- English: Your hands
- Occasion: Easter
- Text: by Marcello Giombini
- Language: Italian
- Melody: by Marcello Giombini
- Published: 1970

= Le tue mani =

1970 Easter song written by Marcello Giombini

Le tue mani is a 1970 Easter song written by Marcello Giombini. It has become popular in Sweden as Dina händer är fulla av blommor, with 1972 Swedish-language lyrics by Lars Åke Lundberg.
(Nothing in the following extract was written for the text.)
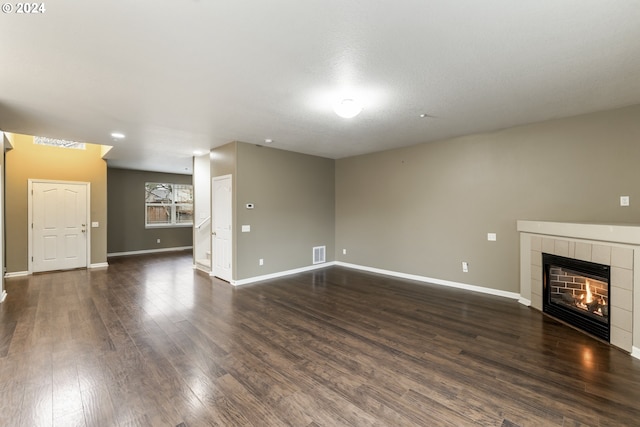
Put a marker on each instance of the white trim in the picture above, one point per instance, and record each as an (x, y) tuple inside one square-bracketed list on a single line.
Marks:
[(150, 251), (474, 288), (524, 301), (99, 265), (16, 274), (279, 274)]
The song is a so-called response song, which is sung between men and women, and was probably first presented in Sweden at a hymnology seminar during the early 1970s, before Lars Åke Lundberg wrote lyrics in Sweden. However, he wrote the fourth verse as a prayer to the resurrected Jesus. The 1976 Church Assembly wanted to change lyrics. That caused Lars Åke Lundberg to withdraw his entire propose for lyrics, and all verses were approved.

== Publications ==

===Swedish-language version===
Published as number 154 in:
- Den svenska psalmboken 1986,
- 1986 års Cecilia-psalmbok
- Psalmer och Sånger 1987
- Segertoner 1988
- Frälsningsarméns sångbok 1990 under the lines "Påsk" (Easter).